Oleh Mohamad Asrori Mulky
Aku
masih menyimpan dengan utuh ingatan tentang hari pertama ketika kaki ini
menjejak gerbang Pondok Pesantren Modern Subulussalam, Kresek, Tangerang. Waktu
itu, adzan zuhur sedang berkumandang, melayang di antara terik matahari yang
begitu menyala, seolah langit hendak menguji keteguhan langkah seorang anak
muda yang datang dengan sejuta harap dari daerah terpencil bernama Jiput. Panas
menyengat dahi hingga meneteskan peluh, tetapi justru di dalam dada tumbuh
getar bahagia yang tak tertahankan: inilah hari pertama, saat sebuah perjalanan
panjang dimulai—perjalanan menuju rumah kedua, sekolah jiwa, ladang ilmu, dan
samudra pengalaman yang tak akan pernah kering.
Dari
kejauhan, mataku menangkap sosok seorang kiai luhur dengan ilmu dan kharisma, keluar dari rumah sederhana.
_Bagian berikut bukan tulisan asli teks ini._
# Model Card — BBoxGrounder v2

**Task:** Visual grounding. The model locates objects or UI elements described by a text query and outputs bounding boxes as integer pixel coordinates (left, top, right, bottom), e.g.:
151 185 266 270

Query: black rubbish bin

Beliau berjalan dengan langkah tenang menuju mushala, hendak mengimami santri
yang telah menunggu. Seketika, seolah ada takdir kecil yang bekerja, beliau
menoleh ke arahku—anak asing yang masih berdiri ragu di depan gerbang. Wajah kiai itu begitu teduh, matanya penuh kasih, dan sebuah senyum menawan mengembang ke arahku bagai cahaya
fajar yang menyejukkan sisa-sisa malam yang dingin. Senyum itu seolah berbicara
tanpa kata: “Selamat datang, anakku. Di sinilah engkau akan belajar, ditempa,
dan dibimbing.”
Sekejap
panas yang menguasai udara siang itu luruh oleh kesejukan batin. Di hadapan senyum itu,
aku tak lagi merasa asing. Aku merasa pulang ke rumahku sendiri.
Kiai
itu bernama KH. Ahmad Maimun Alie, MA. Beliau telah "berpulang", kembali kepangkuan Illahi dengan tenang dan damai. Aku merasa pertemuan pertama dengan senyum beliau saat itu menjadi penanda perjalanan rohani yang panjang. Dari senyum itulah aku belajar,
bahwa pesantren bukan semata ruang untuk menimba ilmu, melainkan rumah kasih
sayang, tempat di mana senyum guru adalah doa, tatapan beliau adalah pelita,
dan bimbingannya adalah jalan keselamatan. Harapan yang tadinya samar,
tiba-tiba berubah menjadi keyakinan yang bulat: di Subulussalam, aku akan
menemukan cahaya.
Mistikus
Islam Jalaluddin Rumi pernah berkata: “Apa yang berasal dari hati, akan sampai
ke dalam hati.” Senyum sang kiai itulah bahasa hati yang tak pernah usang;
sebuah bahasa kasih yang menembus segala jarak. Dan benar adanya pepatah Arab
yang diwariskan para ulama: “Al-mu’allim rahmah, wal-mu’allim siraj.”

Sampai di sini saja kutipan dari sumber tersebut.